Gray wolves in the Northern Rockies have been taken off the endangered species list and are being hunted freely for the first time since they were placed on that list three decades ago, and nowhere is that hunting easier than Wyoming.
Most of the state with the exception of the Yellowstone National Park area has been designated a "predator zone," where wolves can be shot at will.
For Saunders, killing that wolf was a long-awaited chance to even things out because he has lost two horses to wolves and blames the canines for depleting local big game herds.
"It's hard for people to understand how devastating they can be," said Saunders, 39, who ranches at Bondurant, Wyo., 30 miles southeast of Jackson, Wyo.
Since federal protection was lifted March 28 and states took over wolf management, 37 wolves have been killed, just over 2 percent of their population. Since 66 animals were transplanted to the region 13 years ago, an estimated 1,500 now roam Wyoming, Montana and Idaho.
Environmental and animal-rights groups plan to file a lawsuit today seeking an emergency injunction to block the killings and trying to put wolves back on the endangered list.
They predict that if states continue to control the animals' fate and proceed with public hunts, wolves could be driven back nearly to extermination in the region.
"There will be opportunistic shooting 365 days a year. This will become a continual black hole for wolves," said Franz Camenzind with the Jackson Hole Conservation Alliance, which is joining the lawsuit.

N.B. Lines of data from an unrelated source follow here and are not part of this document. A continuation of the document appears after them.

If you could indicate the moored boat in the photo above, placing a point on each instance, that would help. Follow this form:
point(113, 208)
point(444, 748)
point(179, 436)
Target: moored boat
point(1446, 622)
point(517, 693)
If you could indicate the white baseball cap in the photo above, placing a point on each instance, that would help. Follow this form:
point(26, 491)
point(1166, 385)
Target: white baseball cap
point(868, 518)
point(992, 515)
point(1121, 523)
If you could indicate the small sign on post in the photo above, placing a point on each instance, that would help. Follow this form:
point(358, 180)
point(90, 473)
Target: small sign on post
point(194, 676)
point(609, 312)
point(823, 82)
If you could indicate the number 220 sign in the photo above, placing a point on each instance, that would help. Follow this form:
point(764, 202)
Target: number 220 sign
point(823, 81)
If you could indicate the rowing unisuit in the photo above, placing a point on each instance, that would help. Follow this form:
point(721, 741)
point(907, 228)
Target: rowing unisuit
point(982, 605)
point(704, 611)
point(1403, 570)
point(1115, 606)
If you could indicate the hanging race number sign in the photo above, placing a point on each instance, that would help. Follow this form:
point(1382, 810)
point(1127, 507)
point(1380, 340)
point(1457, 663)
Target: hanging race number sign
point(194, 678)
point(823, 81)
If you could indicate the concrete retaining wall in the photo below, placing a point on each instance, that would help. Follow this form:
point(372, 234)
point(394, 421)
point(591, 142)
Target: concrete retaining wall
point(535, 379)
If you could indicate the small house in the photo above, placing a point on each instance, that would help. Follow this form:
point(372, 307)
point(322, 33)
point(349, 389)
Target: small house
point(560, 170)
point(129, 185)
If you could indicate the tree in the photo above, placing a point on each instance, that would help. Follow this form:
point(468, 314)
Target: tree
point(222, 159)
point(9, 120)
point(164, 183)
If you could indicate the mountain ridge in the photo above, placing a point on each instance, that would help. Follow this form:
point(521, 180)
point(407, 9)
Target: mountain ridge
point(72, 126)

Despite the removal of wolves from the endangered list, killing them in the Northern Rockies is nothing new. Last year, a record 186 were shot, primarily by wildlife agents, for killing and harassing livestock.
But since the beginning of this year, 59 wolves already have been reported killed in the three Northern Rockies states, about three times the 19 killed over the same period last year most of them just in the month since they lost federal protection.
State officials blamed this year's increased hunting in part on heavy snow, which kept wolf packs at lower elevations where sheep and cattle range.